Vpu contributes to the activity of Nef on surface PVR downregulation. (A) 293T cells were transfected with 0.5 μg of vector expressing DsRed, Nef-DsRed, or G₂A-DsRed and analyzed 48 h later by two-color flow cytometry to measure DsRed fluorescence and cell surface PVR. Mean fluorescence intensity values relative to the value for PVR in DsRed-negative (left gate) and DsRed-positive (right gate) cells are indicated. (B) Total lysates of cells described in panel A were analyzed by Western blotting with anti-Nef and antiactin antibodies. (C) Jurkat cells were infected with HIV-1 either wt or defective for the expression of Nef, Vpu, or both proteins, as indicated, and analyzed for the surface expression of PVR or CD4 (on day 3 or 1 p.i., respectively), together with intracellular p24 accumulation. (D) The mean fluorescence intensity ± SE for PVR in n.i. and in p24⁺ infected cells was determined as described for panel C in seven independent experiments. *, P < 0.05; ***, P < 0.001. (E and F) 293T cells were transfected and analyzed as described for panels A and B, with the difference that the indicated YFP, Vpu-YFP, UM2/6-YFP, or URD-YFP proteins were expressed and monitored by YFP-specific fluorescence and anti-GFP/YFP Western blotting. The YFP-tagged Vpu proteins and YFP alone are indicated with a filled arrowhead and an open arrowhead, respectively. (G) 293T cells were doubly transfected with 0.5 μg of each vector in order to express DsRed or DsRed-Nef together with YFP or Vpu-YFP and then analyzed 48 h later by FACS. The expression of PVR on gated double-positive cells is indicated. The open histogram shows unlabeled cells. Results obtained with 293T cells (A, B, and E to G) are from one representative experiment out of three.

Fig 5

Involvement of DNAM-1 in the lysis of HIV-1-infected cells.

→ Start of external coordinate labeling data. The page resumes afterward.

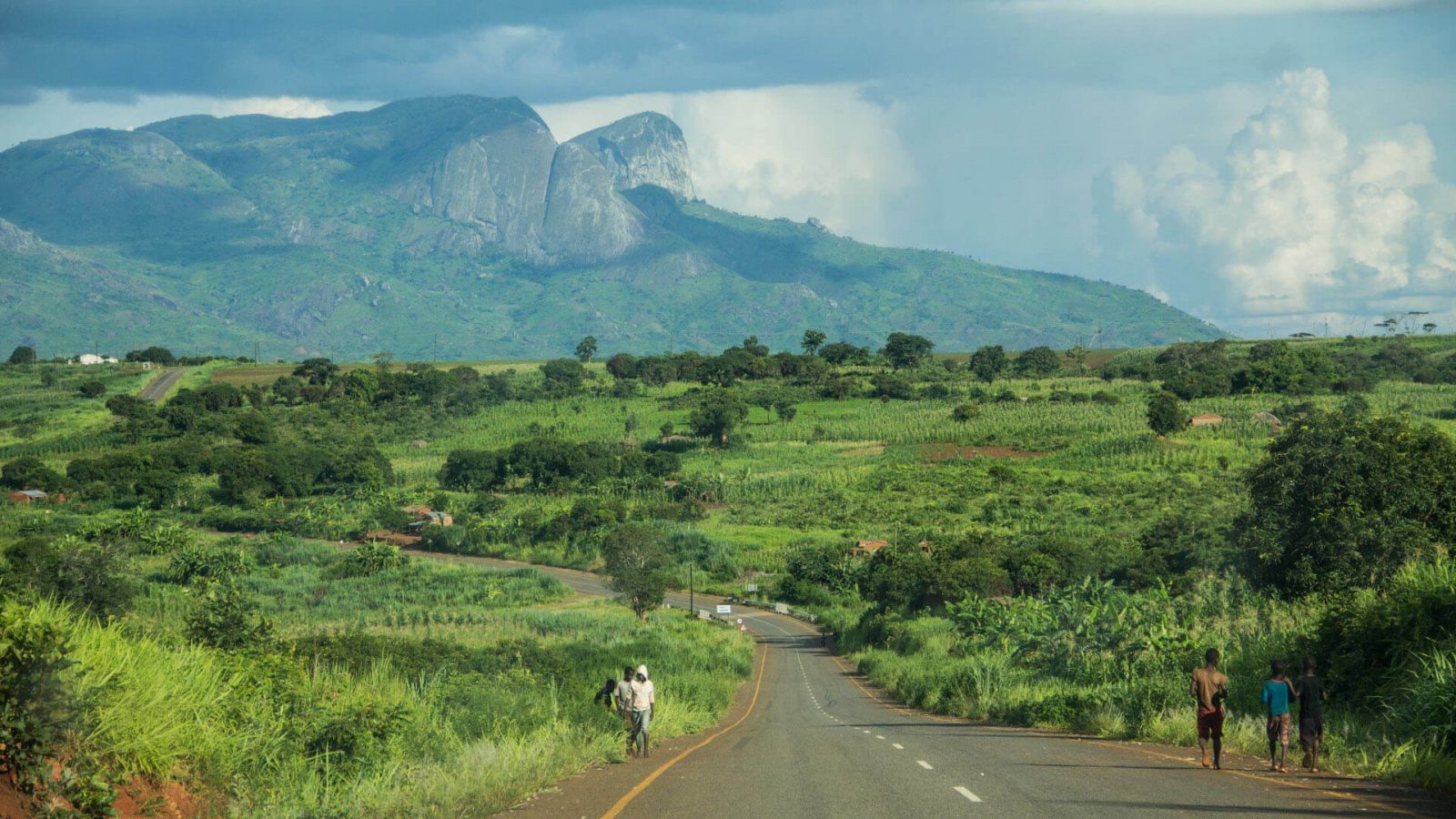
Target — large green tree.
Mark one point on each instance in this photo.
(637, 561)
(1038, 361)
(905, 350)
(813, 339)
(1344, 500)
(718, 413)
(989, 363)
(1165, 414)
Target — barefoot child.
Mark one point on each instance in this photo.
(1278, 693)
(1208, 687)
(1310, 691)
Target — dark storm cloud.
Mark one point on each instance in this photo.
(553, 50)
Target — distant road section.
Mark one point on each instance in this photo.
(159, 387)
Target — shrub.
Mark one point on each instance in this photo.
(369, 560)
(225, 618)
(92, 576)
(1165, 416)
(201, 562)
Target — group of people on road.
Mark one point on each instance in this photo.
(633, 698)
(1210, 688)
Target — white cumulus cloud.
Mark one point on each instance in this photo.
(288, 106)
(1293, 222)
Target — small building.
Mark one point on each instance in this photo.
(865, 548)
(429, 519)
(1270, 420)
(35, 496)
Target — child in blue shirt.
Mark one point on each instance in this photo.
(1278, 693)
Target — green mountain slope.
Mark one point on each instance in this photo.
(459, 225)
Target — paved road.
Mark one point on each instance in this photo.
(159, 387)
(817, 743)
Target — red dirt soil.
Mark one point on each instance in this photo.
(936, 452)
(136, 799)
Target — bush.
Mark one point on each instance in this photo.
(92, 389)
(92, 576)
(201, 562)
(225, 618)
(35, 700)
(369, 560)
(1165, 416)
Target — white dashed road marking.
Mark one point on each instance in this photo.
(967, 793)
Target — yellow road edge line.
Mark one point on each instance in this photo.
(1376, 804)
(637, 790)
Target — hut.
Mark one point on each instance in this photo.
(865, 548)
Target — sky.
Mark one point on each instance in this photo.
(1274, 167)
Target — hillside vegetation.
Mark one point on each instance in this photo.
(398, 229)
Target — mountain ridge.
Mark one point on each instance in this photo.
(462, 225)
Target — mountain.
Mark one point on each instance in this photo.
(462, 225)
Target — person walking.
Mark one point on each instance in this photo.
(623, 702)
(1310, 693)
(644, 700)
(1278, 693)
(1210, 688)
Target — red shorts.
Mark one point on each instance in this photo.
(1210, 723)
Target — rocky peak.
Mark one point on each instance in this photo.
(642, 149)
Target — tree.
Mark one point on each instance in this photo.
(637, 561)
(1077, 354)
(813, 339)
(1038, 361)
(989, 363)
(905, 350)
(718, 413)
(472, 470)
(844, 353)
(155, 354)
(1165, 416)
(318, 372)
(1344, 500)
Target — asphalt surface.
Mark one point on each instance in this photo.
(159, 387)
(817, 742)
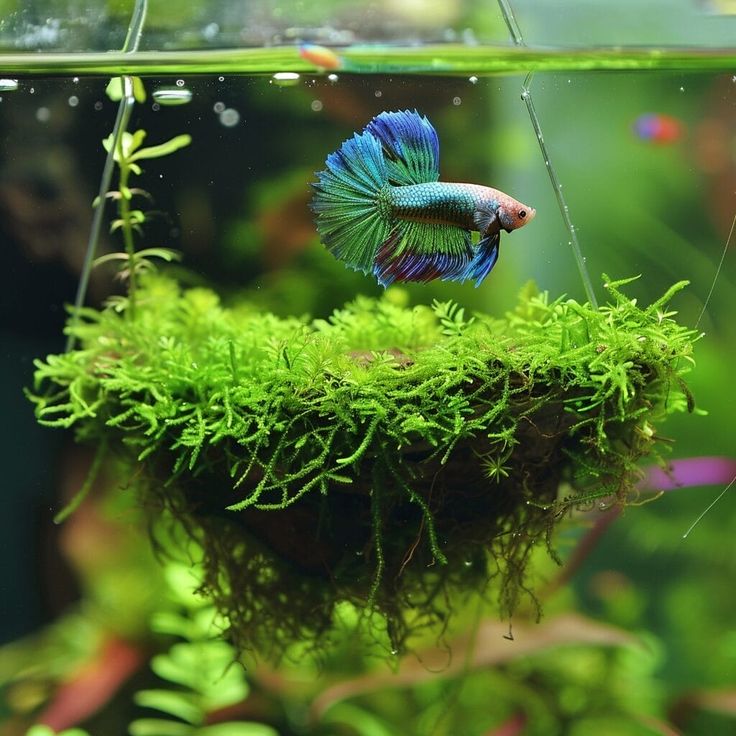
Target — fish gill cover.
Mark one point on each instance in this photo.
(388, 456)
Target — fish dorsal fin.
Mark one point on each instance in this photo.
(410, 146)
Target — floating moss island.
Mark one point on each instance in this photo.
(390, 457)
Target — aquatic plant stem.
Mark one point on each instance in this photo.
(121, 123)
(526, 95)
(124, 209)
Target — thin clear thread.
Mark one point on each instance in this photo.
(121, 123)
(718, 272)
(710, 506)
(526, 95)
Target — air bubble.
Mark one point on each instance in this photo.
(210, 31)
(285, 79)
(172, 96)
(229, 117)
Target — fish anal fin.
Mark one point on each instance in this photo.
(422, 251)
(484, 258)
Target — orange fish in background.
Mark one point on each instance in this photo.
(658, 128)
(320, 56)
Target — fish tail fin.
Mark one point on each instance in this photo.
(351, 202)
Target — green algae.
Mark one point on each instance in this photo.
(390, 457)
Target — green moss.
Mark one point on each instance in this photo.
(388, 456)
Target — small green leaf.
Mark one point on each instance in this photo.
(160, 727)
(173, 703)
(115, 89)
(139, 91)
(163, 149)
(165, 254)
(237, 728)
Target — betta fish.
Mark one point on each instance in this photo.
(381, 209)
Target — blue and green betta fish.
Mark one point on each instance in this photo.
(380, 209)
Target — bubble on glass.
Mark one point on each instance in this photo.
(172, 96)
(229, 117)
(285, 79)
(210, 31)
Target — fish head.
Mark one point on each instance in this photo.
(512, 214)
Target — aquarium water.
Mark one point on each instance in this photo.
(634, 105)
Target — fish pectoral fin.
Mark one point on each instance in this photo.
(410, 146)
(422, 251)
(484, 258)
(486, 220)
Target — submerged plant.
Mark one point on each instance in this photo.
(387, 457)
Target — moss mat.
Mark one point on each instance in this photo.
(390, 456)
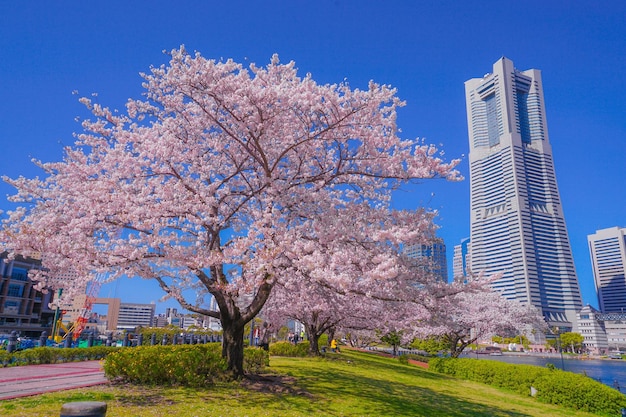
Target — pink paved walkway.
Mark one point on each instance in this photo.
(23, 381)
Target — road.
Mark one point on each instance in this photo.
(24, 381)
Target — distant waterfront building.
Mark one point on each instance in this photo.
(460, 260)
(23, 309)
(607, 248)
(132, 315)
(593, 331)
(517, 227)
(431, 258)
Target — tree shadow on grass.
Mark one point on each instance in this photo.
(346, 392)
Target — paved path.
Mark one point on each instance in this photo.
(23, 381)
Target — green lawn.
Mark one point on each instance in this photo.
(346, 384)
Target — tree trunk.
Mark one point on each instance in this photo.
(314, 337)
(232, 346)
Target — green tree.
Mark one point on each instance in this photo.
(430, 345)
(572, 342)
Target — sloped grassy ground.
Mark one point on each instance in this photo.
(347, 384)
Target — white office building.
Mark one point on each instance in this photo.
(607, 248)
(517, 227)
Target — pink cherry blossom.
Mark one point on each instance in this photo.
(212, 183)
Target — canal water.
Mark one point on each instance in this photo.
(611, 372)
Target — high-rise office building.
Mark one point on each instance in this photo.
(607, 248)
(517, 227)
(430, 258)
(460, 260)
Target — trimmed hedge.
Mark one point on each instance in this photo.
(553, 385)
(180, 365)
(289, 349)
(45, 355)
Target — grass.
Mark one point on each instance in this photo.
(347, 384)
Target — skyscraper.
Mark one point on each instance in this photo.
(607, 248)
(430, 258)
(517, 227)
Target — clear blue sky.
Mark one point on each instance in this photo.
(427, 50)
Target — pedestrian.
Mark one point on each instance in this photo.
(265, 337)
(333, 345)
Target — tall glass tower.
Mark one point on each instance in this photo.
(517, 228)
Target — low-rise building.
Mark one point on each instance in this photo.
(23, 309)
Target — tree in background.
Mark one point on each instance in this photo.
(347, 282)
(201, 186)
(466, 317)
(570, 341)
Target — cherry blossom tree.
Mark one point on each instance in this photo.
(468, 316)
(202, 184)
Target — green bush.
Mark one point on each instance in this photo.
(420, 358)
(289, 349)
(553, 386)
(255, 359)
(180, 365)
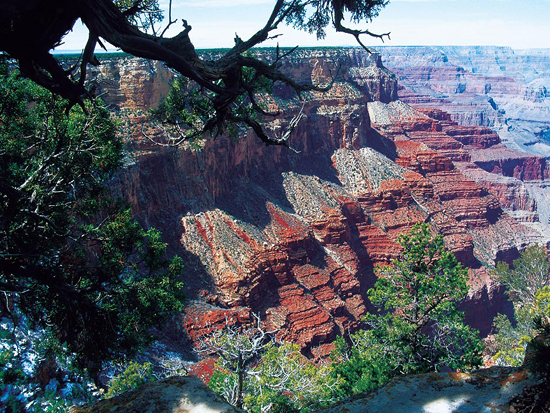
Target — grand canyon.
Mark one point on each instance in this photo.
(454, 137)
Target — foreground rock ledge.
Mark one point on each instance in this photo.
(484, 391)
(172, 395)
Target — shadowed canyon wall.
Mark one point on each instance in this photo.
(295, 236)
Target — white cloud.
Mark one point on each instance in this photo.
(219, 3)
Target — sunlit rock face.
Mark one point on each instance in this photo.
(490, 390)
(294, 236)
(499, 87)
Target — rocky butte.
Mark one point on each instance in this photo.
(294, 236)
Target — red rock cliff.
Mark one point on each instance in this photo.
(295, 236)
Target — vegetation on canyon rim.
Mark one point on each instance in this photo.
(77, 266)
(229, 83)
(74, 263)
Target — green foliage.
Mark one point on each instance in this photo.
(72, 259)
(189, 112)
(419, 328)
(314, 16)
(279, 379)
(133, 376)
(143, 14)
(527, 284)
(530, 272)
(285, 381)
(10, 370)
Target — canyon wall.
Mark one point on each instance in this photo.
(498, 87)
(294, 236)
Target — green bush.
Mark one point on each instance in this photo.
(133, 376)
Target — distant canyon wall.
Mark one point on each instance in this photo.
(295, 237)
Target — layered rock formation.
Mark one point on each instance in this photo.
(498, 87)
(295, 237)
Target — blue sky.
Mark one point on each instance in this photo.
(514, 23)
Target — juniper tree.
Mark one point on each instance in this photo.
(418, 327)
(30, 29)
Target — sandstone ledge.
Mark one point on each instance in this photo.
(487, 390)
(172, 395)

IL-2-activated NK cells were tested for cytotoxicity against noninfected (n.i.) and wt- and ΔNef virus-infected Jurkat cell targets in a FACS-based assay. (A) Saturating amounts of blocking MAb to the indicated receptors or isotype control (IgG1) were preincubated with NK cells before testing at the indicated effector-to-target cell (E:T) ratio. Data are expressed as percent lysis. Representative results from one out of three independent experiments are shown. (B) Data are expressed as percent inhibition of lysis calculated according to the formula: [1 − (% of lysis with MAb)/(% of lysis with IgG1)] × 100. Results from three independent experiments (mean ± SE) at an E:T ratio of 4:1 or 3:1 are shown.